Have you ever dreamed of easily eating cookies upside down and without feeling your blood flooding your head? Did you ever wonder what shapes would the smoke take where there’s no gravity from Earth? Did you ever want to catch food from the air easily with your teeth? Well, perhaps you should send a CV to NASA or CSA since members of these space agencies will experiment soon how it is to cook in space.
An oven has been sent recently to the International Space Station with the Cygnus capsule, so the astronauts will experiment the baking of cookies in space and see what impact heat and zero gravity will have on the shape of the cookies. The dough was provided by Hilton’s DoubleTree hotel chain, which hopes that the idea will make long-duration space travel “more hospitable”.
Anti-radiation vest and other unusual equipment sent to ISS
The Cygnus capsule has onboard a variety of other “toys” for the members of the International Space Station to play with, including car parts, and an anti-radiation vest. The shipment weighs about four tons.

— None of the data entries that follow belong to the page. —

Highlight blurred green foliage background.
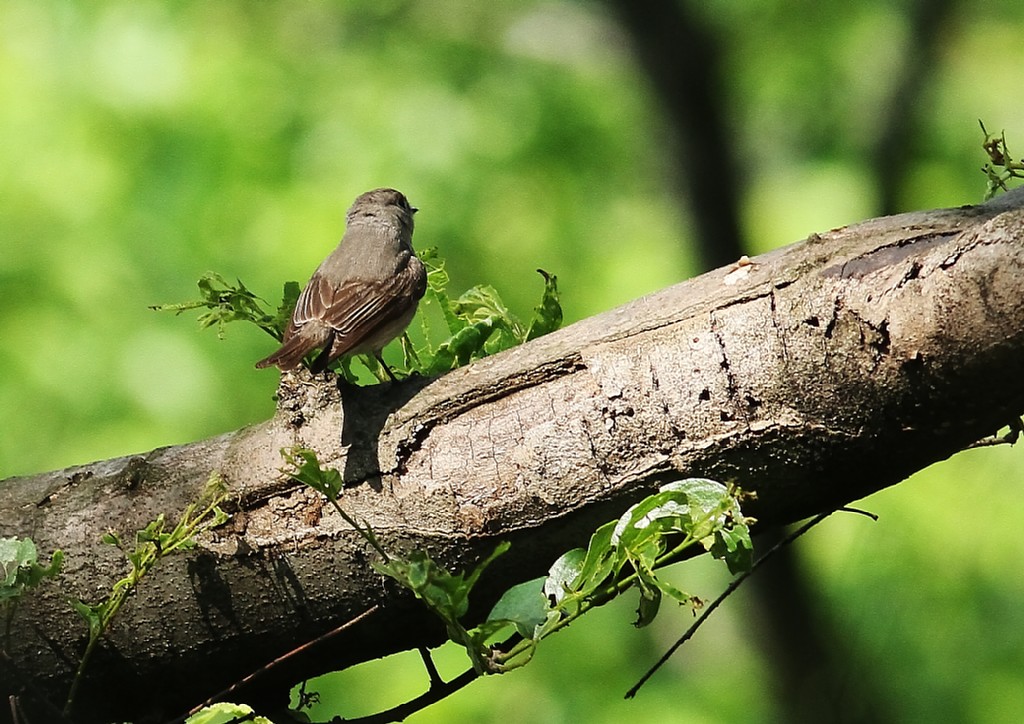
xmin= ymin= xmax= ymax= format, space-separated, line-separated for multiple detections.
xmin=2 ymin=1 xmax=1023 ymax=723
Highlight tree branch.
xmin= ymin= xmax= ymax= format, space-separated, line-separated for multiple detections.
xmin=3 ymin=191 xmax=1024 ymax=722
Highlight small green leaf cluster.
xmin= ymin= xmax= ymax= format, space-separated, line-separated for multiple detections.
xmin=73 ymin=495 xmax=229 ymax=637
xmin=280 ymin=445 xmax=344 ymax=501
xmin=279 ymin=446 xmax=388 ymax=561
xmin=283 ymin=455 xmax=752 ymax=680
xmin=374 ymin=543 xmax=510 ymax=675
xmin=980 ymin=120 xmax=1024 ymax=200
xmin=478 ymin=479 xmax=753 ymax=670
xmin=279 ymin=445 xmax=512 ymax=675
xmin=281 ymin=454 xmax=754 ymax=718
xmin=152 ymin=251 xmax=561 ymax=382
xmin=150 ymin=272 xmax=296 ymax=342
xmin=415 ymin=252 xmax=561 ymax=376
xmin=65 ymin=473 xmax=230 ymax=715
xmin=1 ymin=536 xmax=63 ymax=648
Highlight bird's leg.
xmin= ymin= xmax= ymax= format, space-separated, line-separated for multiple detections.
xmin=374 ymin=351 xmax=399 ymax=382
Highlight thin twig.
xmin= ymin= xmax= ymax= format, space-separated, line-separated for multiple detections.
xmin=340 ymin=667 xmax=480 ymax=724
xmin=418 ymin=647 xmax=443 ymax=688
xmin=966 ymin=417 xmax=1023 ymax=449
xmin=625 ymin=511 xmax=845 ymax=699
xmin=174 ymin=605 xmax=380 ymax=723
xmin=221 ymin=712 xmax=257 ymax=724
xmin=838 ymin=506 xmax=879 ymax=521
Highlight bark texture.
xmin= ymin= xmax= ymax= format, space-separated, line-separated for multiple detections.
xmin=3 ymin=191 xmax=1024 ymax=721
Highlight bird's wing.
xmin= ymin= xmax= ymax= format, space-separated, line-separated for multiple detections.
xmin=293 ymin=261 xmax=424 ymax=357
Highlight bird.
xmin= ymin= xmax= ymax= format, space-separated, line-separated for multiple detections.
xmin=255 ymin=188 xmax=427 ymax=379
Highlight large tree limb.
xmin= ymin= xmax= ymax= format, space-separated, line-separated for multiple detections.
xmin=3 ymin=191 xmax=1024 ymax=722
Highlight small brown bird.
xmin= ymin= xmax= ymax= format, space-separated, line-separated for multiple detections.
xmin=255 ymin=188 xmax=427 ymax=377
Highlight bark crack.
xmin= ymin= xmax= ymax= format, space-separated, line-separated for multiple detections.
xmin=709 ymin=309 xmax=747 ymax=427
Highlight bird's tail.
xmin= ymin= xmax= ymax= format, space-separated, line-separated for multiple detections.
xmin=255 ymin=328 xmax=331 ymax=371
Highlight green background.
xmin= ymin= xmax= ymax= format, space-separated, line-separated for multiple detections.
xmin=2 ymin=1 xmax=1023 ymax=722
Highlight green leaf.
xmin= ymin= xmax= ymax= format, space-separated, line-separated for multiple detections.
xmin=567 ymin=520 xmax=618 ymax=599
xmin=375 ymin=542 xmax=510 ymax=626
xmin=281 ymin=447 xmax=344 ymax=500
xmin=543 ymin=548 xmax=586 ymax=605
xmin=480 ymin=479 xmax=751 ymax=675
xmin=333 ymin=355 xmax=360 ymax=384
xmin=613 ymin=479 xmax=735 ymax=553
xmin=415 ymin=260 xmax=561 ymax=377
xmin=422 ymin=252 xmax=464 ymax=336
xmin=625 ymin=531 xmax=666 ymax=575
xmin=137 ymin=515 xmax=166 ymax=543
xmin=449 ymin=317 xmax=497 ymax=366
xmin=454 ymin=285 xmax=521 ymax=333
xmin=72 ymin=599 xmax=105 ymax=639
xmin=209 ymin=506 xmax=230 ymax=528
xmin=186 ymin=702 xmax=275 ymax=724
xmin=464 ymin=541 xmax=511 ymax=590
xmin=634 ymin=572 xmax=662 ymax=628
xmin=485 ymin=576 xmax=549 ymax=639
xmin=482 ymin=323 xmax=520 ymax=356
xmin=651 ymin=572 xmax=697 ymax=606
xmin=24 ymin=549 xmax=63 ymax=588
xmin=668 ymin=478 xmax=732 ymax=534
xmin=468 ymin=618 xmax=517 ymax=646
xmin=1 ymin=537 xmax=63 ymax=602
xmin=525 ymin=269 xmax=562 ymax=341
xmin=272 ymin=281 xmax=301 ymax=341
xmin=424 ymin=318 xmax=497 ymax=374
xmin=175 ymin=538 xmax=198 ymax=552
xmin=569 ymin=480 xmax=747 ymax=625
xmin=710 ymin=524 xmax=754 ymax=574
xmin=423 ymin=343 xmax=457 ymax=376
xmin=0 ymin=537 xmax=36 ymax=588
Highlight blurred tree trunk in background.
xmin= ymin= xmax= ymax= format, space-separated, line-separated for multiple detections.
xmin=869 ymin=0 xmax=960 ymax=216
xmin=609 ymin=0 xmax=745 ymax=270
xmin=609 ymin=0 xmax=957 ymax=720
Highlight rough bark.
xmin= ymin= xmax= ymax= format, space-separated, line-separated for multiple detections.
xmin=3 ymin=191 xmax=1024 ymax=722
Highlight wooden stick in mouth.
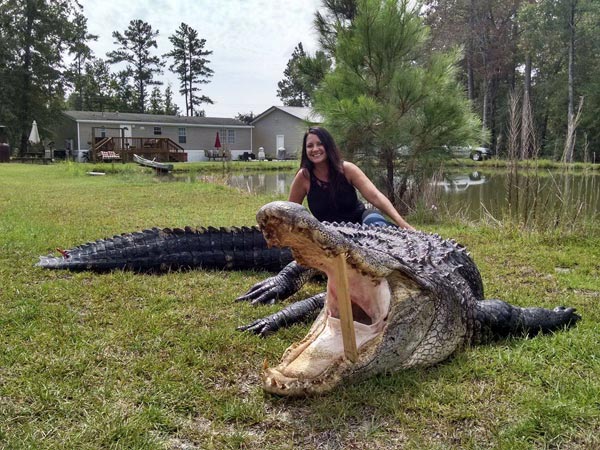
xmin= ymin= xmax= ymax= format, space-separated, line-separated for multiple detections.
xmin=333 ymin=252 xmax=358 ymax=363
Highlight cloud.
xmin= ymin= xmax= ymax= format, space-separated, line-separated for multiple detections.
xmin=79 ymin=0 xmax=322 ymax=117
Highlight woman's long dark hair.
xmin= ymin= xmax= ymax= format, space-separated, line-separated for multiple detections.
xmin=300 ymin=127 xmax=346 ymax=195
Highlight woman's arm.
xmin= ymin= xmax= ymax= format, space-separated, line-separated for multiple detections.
xmin=288 ymin=169 xmax=309 ymax=204
xmin=343 ymin=162 xmax=415 ymax=230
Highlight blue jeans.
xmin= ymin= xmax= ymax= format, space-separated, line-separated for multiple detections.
xmin=362 ymin=210 xmax=395 ymax=227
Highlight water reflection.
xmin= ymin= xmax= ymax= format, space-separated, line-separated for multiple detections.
xmin=433 ymin=171 xmax=487 ymax=193
xmin=192 ymin=172 xmax=295 ymax=195
xmin=172 ymin=169 xmax=599 ymax=221
xmin=433 ymin=169 xmax=600 ymax=222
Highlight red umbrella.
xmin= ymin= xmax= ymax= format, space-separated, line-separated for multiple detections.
xmin=214 ymin=132 xmax=221 ymax=148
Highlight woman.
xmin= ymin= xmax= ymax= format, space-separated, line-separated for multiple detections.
xmin=289 ymin=126 xmax=414 ymax=230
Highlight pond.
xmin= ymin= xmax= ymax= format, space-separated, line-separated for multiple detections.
xmin=177 ymin=169 xmax=600 ymax=222
xmin=429 ymin=169 xmax=599 ymax=222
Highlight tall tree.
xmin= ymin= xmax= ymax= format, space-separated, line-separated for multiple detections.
xmin=295 ymin=50 xmax=332 ymax=102
xmin=64 ymin=13 xmax=97 ymax=111
xmin=0 ymin=0 xmax=86 ymax=154
xmin=562 ymin=0 xmax=577 ymax=163
xmin=165 ymin=23 xmax=213 ymax=117
xmin=423 ymin=0 xmax=522 ymax=153
xmin=107 ymin=19 xmax=164 ymax=113
xmin=517 ymin=0 xmax=599 ymax=160
xmin=314 ymin=0 xmax=482 ymax=206
xmin=163 ymin=84 xmax=180 ymax=116
xmin=111 ymin=70 xmax=138 ymax=112
xmin=148 ymin=87 xmax=164 ymax=114
xmin=314 ymin=0 xmax=358 ymax=55
xmin=276 ymin=1 xmax=356 ymax=109
xmin=235 ymin=112 xmax=255 ymax=124
xmin=66 ymin=58 xmax=115 ymax=112
xmin=573 ymin=0 xmax=600 ymax=157
xmin=277 ymin=43 xmax=312 ymax=106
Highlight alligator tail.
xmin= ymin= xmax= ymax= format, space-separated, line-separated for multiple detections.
xmin=472 ymin=299 xmax=581 ymax=344
xmin=36 ymin=226 xmax=293 ymax=272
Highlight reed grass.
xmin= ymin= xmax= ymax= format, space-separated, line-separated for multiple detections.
xmin=0 ymin=163 xmax=598 ymax=449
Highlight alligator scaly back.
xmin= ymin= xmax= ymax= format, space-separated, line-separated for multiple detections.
xmin=36 ymin=226 xmax=293 ymax=272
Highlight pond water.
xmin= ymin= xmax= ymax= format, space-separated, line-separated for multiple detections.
xmin=176 ymin=169 xmax=599 ymax=222
xmin=429 ymin=169 xmax=599 ymax=221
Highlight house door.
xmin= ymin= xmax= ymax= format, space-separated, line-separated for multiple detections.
xmin=276 ymin=134 xmax=285 ymax=159
xmin=276 ymin=135 xmax=284 ymax=150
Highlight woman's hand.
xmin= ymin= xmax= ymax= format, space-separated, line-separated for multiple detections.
xmin=344 ymin=162 xmax=415 ymax=230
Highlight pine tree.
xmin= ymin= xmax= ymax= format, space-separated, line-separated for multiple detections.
xmin=314 ymin=0 xmax=358 ymax=55
xmin=107 ymin=19 xmax=164 ymax=113
xmin=235 ymin=112 xmax=255 ymax=124
xmin=314 ymin=0 xmax=482 ymax=206
xmin=163 ymin=84 xmax=180 ymax=116
xmin=277 ymin=43 xmax=311 ymax=106
xmin=165 ymin=23 xmax=213 ymax=116
xmin=65 ymin=13 xmax=97 ymax=111
xmin=0 ymin=0 xmax=87 ymax=154
xmin=148 ymin=87 xmax=164 ymax=114
xmin=278 ymin=1 xmax=355 ymax=108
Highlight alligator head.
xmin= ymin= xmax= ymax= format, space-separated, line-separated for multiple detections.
xmin=256 ymin=201 xmax=480 ymax=396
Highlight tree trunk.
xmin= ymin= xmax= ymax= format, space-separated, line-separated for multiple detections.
xmin=481 ymin=78 xmax=488 ymax=136
xmin=489 ymin=76 xmax=499 ymax=151
xmin=562 ymin=0 xmax=577 ymax=163
xmin=540 ymin=111 xmax=548 ymax=156
xmin=19 ymin=0 xmax=35 ymax=156
xmin=466 ymin=0 xmax=475 ymax=101
xmin=385 ymin=150 xmax=395 ymax=206
xmin=187 ymin=51 xmax=193 ymax=116
xmin=520 ymin=53 xmax=533 ymax=159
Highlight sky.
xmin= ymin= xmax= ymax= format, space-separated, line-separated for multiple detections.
xmin=78 ymin=0 xmax=323 ymax=119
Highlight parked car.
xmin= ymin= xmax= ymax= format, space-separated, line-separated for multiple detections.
xmin=445 ymin=145 xmax=494 ymax=161
xmin=397 ymin=145 xmax=493 ymax=161
xmin=468 ymin=146 xmax=493 ymax=161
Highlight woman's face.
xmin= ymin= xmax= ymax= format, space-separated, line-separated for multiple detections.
xmin=305 ymin=132 xmax=327 ymax=165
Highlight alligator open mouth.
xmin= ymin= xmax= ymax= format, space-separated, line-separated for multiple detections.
xmin=256 ymin=202 xmax=402 ymax=396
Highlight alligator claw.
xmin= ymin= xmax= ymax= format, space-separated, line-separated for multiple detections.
xmin=553 ymin=306 xmax=581 ymax=325
xmin=237 ymin=317 xmax=277 ymax=337
xmin=237 ymin=293 xmax=326 ymax=336
xmin=235 ymin=262 xmax=317 ymax=305
xmin=235 ymin=275 xmax=291 ymax=305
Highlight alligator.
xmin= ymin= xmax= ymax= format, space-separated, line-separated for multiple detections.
xmin=37 ymin=201 xmax=580 ymax=396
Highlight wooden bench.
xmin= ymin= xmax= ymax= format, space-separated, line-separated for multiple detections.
xmin=205 ymin=149 xmax=226 ymax=161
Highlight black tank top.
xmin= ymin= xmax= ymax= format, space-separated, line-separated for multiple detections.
xmin=307 ymin=172 xmax=366 ymax=223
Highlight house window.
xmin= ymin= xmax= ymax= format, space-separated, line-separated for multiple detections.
xmin=220 ymin=128 xmax=235 ymax=144
xmin=178 ymin=127 xmax=186 ymax=144
xmin=153 ymin=126 xmax=162 ymax=135
xmin=100 ymin=127 xmax=106 ymax=138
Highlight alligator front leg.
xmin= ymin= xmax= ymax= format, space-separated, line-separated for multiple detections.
xmin=237 ymin=293 xmax=326 ymax=336
xmin=235 ymin=261 xmax=319 ymax=305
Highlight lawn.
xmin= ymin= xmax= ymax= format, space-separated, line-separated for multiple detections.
xmin=1 ymin=163 xmax=598 ymax=449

Lamborghini has sent on ISS some samples of carbon fiber to examine the effects of space exposure.
NASA said in a statement regarding the experiment:
On future long-duration space missions, fresh-baked food could have psychological and physiological benefits for crew members, providing greater variety of flavor and better nutrition,
This investigation improves understanding of the process of cooking in space.
The oven is pretty normal since it works most like the electric toaster in many people’s homes, except that it will cook one single cookie at a time. After the baking of the cookie is finished, the samples are removed by the astronauts, and they will stow them on a cooling rack. After the cookies are cooled, the obvious comes next: they are eaten, but not until the astronomers will capture photos on them so that everybody will see the outcome of the experiment.